La carotte et le bâton de Glencore et Cie

Jean Claude Gandur, president de la Fondation Gandur pour l'Art, parle devant une statue lors de la presentation du projet Under One Roof sur le campus de l'EPFL ce lundi 23 fevrier 2015 a Lausanne. (KEYSTONE/Jean-Christophe Bott)

Jean-Claude Gandur, president de la Fondation Gandur pour l’Art, s’exprimant devant une statue lors de la presentation du projet Under One Roof sur le campus de l’EPFL, le lundi 23 fevrier 2015 à Lausanne. Photo: Jean-Christophe Bott (Keystone)

Il n’y aura pas moins de deux propositions concernant le rôle de la Suisse dans le secteur des matières premières qui seront soumises au vote le 28 février. Si les débats s’échauffent dans tout le pays sur la question de la spéculation sur les denrées alimentaires, un autre objet tout aussi controversé, celui de l’extension du Musée d’art et d’histoire de Genève, est lui largement ignoré par les médias nationaux. Et ce alors que la principale raison de la «bataille […] acharnée» (Le Temps) pour le musée réside dans la personne et la profession de Jean Claude Gandur. Le patron milliardaire des deux entreprises Addaw et Oryx Group prévoit en effet d’investir jusqu’à 40 millions de francs dans l’extension du musée prévue par le projet de Jean Nouvel. Mais cet engagement n’est pas désintéressé: outre la possibilité de redorer son image, le mécène bénéficierait ainsi d’une salle d’exposition pour présenter son opulente collection. L’histoire fait néanmoins les gros titres depuis que M. Gandur a porté plainte pour diffamation contre le quotidien de gauche Le Courrier. Ce dernier avait en effet dressé un portrait peu flatteur, mais fidèle aux faits, du négociant en pétrole de 66 ans, le plongeant dans une telle rage qu’il remet en question la liberté de la presse suisse – et la met donc à l’épreuve.

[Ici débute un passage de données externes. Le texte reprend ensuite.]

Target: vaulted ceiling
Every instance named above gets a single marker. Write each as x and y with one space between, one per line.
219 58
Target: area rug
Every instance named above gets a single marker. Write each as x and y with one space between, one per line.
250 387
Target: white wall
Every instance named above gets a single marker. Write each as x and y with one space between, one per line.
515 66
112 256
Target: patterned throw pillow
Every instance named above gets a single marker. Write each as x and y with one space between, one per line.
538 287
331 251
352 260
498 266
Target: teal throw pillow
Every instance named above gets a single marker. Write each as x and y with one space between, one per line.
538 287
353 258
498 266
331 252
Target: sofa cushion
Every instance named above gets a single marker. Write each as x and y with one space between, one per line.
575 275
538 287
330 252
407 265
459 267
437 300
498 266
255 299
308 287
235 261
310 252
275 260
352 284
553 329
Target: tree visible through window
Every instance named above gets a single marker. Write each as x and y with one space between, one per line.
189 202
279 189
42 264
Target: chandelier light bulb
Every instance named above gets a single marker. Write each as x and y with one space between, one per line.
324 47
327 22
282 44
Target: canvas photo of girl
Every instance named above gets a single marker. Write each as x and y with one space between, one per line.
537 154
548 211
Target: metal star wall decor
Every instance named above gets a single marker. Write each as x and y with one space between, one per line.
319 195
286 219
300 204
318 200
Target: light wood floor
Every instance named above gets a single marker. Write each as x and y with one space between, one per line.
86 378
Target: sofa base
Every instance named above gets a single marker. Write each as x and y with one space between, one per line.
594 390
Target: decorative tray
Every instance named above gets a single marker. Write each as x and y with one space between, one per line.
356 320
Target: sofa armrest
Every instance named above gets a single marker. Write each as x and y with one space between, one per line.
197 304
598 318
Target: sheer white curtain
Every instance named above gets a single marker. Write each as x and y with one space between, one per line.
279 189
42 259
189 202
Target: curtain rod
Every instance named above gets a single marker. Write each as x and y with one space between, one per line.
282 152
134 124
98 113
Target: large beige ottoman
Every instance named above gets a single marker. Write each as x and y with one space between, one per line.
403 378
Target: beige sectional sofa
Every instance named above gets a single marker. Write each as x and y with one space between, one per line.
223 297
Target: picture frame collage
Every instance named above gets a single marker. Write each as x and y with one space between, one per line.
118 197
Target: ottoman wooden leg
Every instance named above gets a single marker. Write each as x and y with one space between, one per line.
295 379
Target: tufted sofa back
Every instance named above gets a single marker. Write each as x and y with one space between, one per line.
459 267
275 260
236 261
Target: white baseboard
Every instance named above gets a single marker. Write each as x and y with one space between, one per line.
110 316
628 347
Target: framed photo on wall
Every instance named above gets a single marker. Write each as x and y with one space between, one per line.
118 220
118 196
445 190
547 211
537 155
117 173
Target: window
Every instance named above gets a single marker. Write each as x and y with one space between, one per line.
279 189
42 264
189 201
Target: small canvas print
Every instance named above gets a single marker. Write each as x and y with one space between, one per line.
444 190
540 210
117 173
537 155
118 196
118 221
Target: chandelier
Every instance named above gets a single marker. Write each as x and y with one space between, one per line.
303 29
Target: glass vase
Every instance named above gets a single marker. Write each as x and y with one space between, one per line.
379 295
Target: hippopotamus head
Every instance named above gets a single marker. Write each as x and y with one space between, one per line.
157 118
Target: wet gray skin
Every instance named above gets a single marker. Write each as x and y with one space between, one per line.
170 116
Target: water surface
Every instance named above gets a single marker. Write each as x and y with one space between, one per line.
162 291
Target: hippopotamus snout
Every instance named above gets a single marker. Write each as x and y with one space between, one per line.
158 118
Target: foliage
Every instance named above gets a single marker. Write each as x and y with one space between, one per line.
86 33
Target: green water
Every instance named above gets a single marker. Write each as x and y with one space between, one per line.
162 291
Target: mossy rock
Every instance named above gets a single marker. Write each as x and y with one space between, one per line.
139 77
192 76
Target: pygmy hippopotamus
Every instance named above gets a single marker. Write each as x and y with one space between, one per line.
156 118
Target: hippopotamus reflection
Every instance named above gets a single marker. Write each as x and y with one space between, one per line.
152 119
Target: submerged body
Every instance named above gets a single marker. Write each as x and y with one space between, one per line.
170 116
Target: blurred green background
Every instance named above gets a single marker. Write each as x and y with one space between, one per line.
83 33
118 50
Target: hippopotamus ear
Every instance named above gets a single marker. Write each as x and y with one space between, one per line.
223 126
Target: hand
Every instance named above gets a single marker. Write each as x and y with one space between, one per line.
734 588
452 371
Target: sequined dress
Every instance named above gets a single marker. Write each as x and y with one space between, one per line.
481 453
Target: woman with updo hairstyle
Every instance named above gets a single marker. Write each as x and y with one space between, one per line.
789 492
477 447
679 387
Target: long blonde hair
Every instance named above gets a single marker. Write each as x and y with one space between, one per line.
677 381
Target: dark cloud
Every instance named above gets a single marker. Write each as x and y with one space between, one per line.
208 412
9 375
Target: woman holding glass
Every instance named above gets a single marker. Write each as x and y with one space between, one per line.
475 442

Cet épisode pourrait aisément être considéré comme la frasque d’un excentrique, si l’on n’y décelait pas d’autres indices sur une double stratégie de communication alliant la carotte et le bâton, technique dont se servent toujours plus d’entreprises suisses de matières premières. Ainsi, ce n’est qu’en novembre dernier que Glencore – qui soutient financièrement le EV Zoug et le Tour de Suisse – a menacé le journal zambien Daily Nation d’une plainte pour calomnie. Cette menace faisait suite au compte-rendu sur la critique plus que compréhensible émanant du président zambien, Edgar Lungu, face aux licenciements de masse opérés à la mine de cuivre de Mopani, qui est gérée par une filiale du groupe zougois. Afin d’optimiser ses coûts, Glencore a mis à la rue près de 4000 mineurs zambiens – dans des conditions scandaleuses, comme l’a montré récemment le «Rundschau».

En Suisse, les tentatives croissantes d’intimidation de la presse sont généralement un peu plus subtiles (pour le moment). Devenues presque courantes dans le métier, les mises en garde «Off the record» des services de presse s’adressent souvent aux journalistes d’investigation. Un exemple récent à cet égard est la réaction de Trafigura suite à une question relative au commerce de pétrole qui pourrait venir de sources contrôlées par l’organisation Etat islamique. Trafigura menace de l’intervention énergique des avocats de l’entreprise, si le nom de la société venait à être mentionné dans ce contexte épineux. Qu’une entreprise récemment couverte d’éloges pour son rôle pionnier en matière de transparence emploie un ton aussi agressif a de quoi laisser songeur.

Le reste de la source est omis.